Adi Ortiz has been chosen for a great honor---to be one of the few who will colonize Mars. The year is 2065. As part of her training she has to move to Kansas and fortunately she has a long-lost relative not far from the training site, Lily, who is willing to house her during the months preceding the launch.
When Adi moves into Lily's house she discovers a post card mailed in the 1920s which references a tortoise which still lives on the farm over 100 years later. Adi is so intrigued by the cryptic message on the card that she starts investigating about the lives of both the author and the recipient of it. Her investigations uncover a mystery, which unwittingly involves both Lily and Adi.
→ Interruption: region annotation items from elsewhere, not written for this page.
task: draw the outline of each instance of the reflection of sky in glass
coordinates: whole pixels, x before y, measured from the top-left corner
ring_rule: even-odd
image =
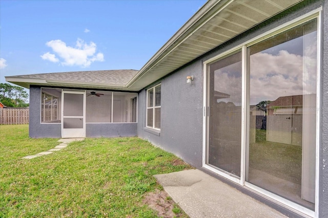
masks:
[[[214,71],[214,90],[230,95],[217,102],[232,102],[236,106],[241,104],[241,61]]]
[[[315,31],[251,55],[250,104],[315,93],[316,53]]]

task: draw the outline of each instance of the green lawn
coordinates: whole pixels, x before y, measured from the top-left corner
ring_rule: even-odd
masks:
[[[21,159],[57,140],[29,138],[27,125],[0,125],[0,217],[156,217],[142,203],[162,189],[152,176],[191,168],[136,137],[86,139]]]
[[[250,144],[250,166],[301,184],[302,147],[268,141],[266,134],[256,129],[256,143]]]

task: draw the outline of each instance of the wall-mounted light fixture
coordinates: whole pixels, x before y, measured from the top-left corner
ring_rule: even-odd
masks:
[[[191,83],[191,81],[194,80],[194,76],[188,76],[187,77],[187,83]]]

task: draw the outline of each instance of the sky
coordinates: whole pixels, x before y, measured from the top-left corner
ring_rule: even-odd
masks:
[[[5,76],[140,70],[206,2],[0,0]]]

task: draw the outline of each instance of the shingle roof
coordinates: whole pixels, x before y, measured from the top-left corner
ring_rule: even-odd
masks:
[[[13,76],[12,77],[47,80],[125,85],[138,73],[135,70],[78,71]]]

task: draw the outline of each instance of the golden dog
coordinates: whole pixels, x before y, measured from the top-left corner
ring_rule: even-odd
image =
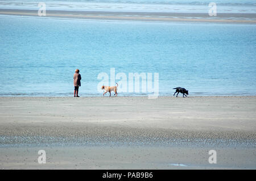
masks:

At this point the story shifts to Kansas in the 1930s when the whole region was experiencing the huge, devastating problem called the Dust Bowl. Catherine, a teen living with her mother and younger sister, writes in her journal about her fears for their safely and for her sister's health. Young children were especially susceptible to a type of pneumonia caused by breathing in all the dust, making the lungs fill with a kind of mud. It was a deadly problem. In her desperation to save her sister, Catherine falls for the claims of a charlatan who promised a complete cure if they would show up at midnight and touch his electrical device. A few days later, their mother, Beth, almost dies in a dust storm. Because of this near miss, she hands Catherine a pile of letters to read. Letters which will change her life.
Once again the point-of-view shifts, this time to 1919 England. Lenore is writing to her friend, Beth, about her sadness after losing her brother in the Great War. She wants to come to America to visit her friend but circumstances are preventing her from traveling.
Surprisingly, Galapagos, the elderly tortoise, ties all three of the women together. Each of the girls---Adi, Catherine, and Lenore---fight for their own self determination. They each want a better future for themselves and for their loved ones. And all three of the girls learn that in order to move forward one must be willing to sacrifice something and leave it behind, knowing that love and self-acceptance will move forward with them.
Midnight at the Electric is a treasure. It is one of those books that is both a joy to read and to think about after the last page is finished. Jodi Lynn Anderson, who has published several YA novels already, has certainly hit a home-run with this one. It is interesting historically without being boring. It is thoughtful without being too sentimental. The characters are likable without being cloying or stereotypical. The book has earned six starred reviews and will likely be in the mix when award committees convene in the winter to discuss winners. I recommend it with and an enthusiastic YES!